France and the Balkan states were adamant that the above clause not apply to Italy should they adhere to the Mediterranean Agreement. These countries did not wish to allow Italy access to their ports.127 The concessions the British made to ensure Italy signed on to the agreement negated the firm stance Eden had been hoping to take against

Italy and were a substantial deviation from the original agreement.128 On September 29th, the initial agreement was amended to bring in the Italians. In essence, the changes to the agreement now meant that, since Italy was denied access to foreign territorial waters, the

French and British would waive their access as well.129

The Nyon Conference demonstrated a deviation from the placating turn British foreign policy towards Italy had taken at the outbreak of the Spanish Civil War. It was the one instance in the three year period of the Spanish Civil War where Britain took firm action against an aggressive power. The results of the Conference, however, were rather limited. Italian submarine attacks had ceased on September 4th, weeks before the Nyon

Conference itself began.130 Shortly after the Mediterranean Agreement was signed,

Franco received two more submarines from Italy. The British again compromised their firm stance when they changed the terms of the agreement to allow Italy to sign on.

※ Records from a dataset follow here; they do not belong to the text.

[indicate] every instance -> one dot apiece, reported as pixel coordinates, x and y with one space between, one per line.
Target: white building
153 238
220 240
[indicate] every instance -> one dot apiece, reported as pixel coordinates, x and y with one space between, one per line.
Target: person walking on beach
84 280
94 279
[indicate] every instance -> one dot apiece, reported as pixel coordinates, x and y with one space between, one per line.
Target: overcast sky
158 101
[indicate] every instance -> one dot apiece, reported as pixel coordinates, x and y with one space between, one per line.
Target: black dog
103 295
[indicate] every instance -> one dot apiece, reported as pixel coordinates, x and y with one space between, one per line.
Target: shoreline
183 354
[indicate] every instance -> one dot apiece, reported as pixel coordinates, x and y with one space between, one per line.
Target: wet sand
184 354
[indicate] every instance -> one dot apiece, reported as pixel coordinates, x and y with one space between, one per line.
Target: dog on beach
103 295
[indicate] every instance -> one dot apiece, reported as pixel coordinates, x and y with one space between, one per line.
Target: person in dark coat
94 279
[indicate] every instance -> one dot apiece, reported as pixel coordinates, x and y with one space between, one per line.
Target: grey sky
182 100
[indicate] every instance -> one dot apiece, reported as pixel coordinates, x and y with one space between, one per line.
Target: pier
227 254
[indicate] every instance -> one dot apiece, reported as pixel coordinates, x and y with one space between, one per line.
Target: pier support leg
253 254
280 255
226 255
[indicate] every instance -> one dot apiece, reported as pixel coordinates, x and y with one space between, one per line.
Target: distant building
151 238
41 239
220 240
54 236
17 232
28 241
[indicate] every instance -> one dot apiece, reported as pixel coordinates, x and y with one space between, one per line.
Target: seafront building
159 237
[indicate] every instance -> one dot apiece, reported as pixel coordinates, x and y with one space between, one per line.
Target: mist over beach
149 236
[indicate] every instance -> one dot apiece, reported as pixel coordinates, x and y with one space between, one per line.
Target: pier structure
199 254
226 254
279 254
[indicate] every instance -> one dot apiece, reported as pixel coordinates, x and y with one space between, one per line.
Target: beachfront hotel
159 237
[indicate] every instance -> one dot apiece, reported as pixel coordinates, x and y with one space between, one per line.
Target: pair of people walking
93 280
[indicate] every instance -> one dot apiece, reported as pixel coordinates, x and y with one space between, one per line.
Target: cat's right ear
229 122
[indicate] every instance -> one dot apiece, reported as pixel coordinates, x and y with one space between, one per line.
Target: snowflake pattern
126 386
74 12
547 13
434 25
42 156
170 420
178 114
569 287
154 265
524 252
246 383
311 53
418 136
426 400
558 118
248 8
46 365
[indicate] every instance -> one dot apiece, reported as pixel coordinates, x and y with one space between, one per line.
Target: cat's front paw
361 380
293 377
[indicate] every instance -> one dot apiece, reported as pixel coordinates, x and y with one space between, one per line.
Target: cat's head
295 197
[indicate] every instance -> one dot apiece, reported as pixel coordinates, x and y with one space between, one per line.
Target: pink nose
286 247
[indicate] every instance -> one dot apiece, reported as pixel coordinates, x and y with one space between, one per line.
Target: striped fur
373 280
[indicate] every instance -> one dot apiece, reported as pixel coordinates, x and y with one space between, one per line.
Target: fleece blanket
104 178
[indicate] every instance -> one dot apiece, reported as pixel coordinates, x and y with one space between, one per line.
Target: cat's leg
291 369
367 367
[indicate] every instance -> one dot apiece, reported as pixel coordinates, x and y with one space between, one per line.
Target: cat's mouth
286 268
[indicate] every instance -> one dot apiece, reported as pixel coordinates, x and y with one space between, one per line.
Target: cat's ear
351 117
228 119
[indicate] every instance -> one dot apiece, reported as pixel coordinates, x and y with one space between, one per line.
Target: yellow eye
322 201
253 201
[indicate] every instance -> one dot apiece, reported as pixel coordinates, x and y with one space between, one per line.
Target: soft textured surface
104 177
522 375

127 Edwards, The British Government and the Spanish Civil War, 125. 128 Edwards, The British Government and the Spanish Civil War, 125. 129 Edwards, The British Government and the Spanish Civil War, 125. 130 While the British had broken the Italian naval code, it is not clear whether or not Eden actually knew the Italians had called off the submarine attacks prior to the start of the conference. (Mills, “The Nyon Conference,” 16.)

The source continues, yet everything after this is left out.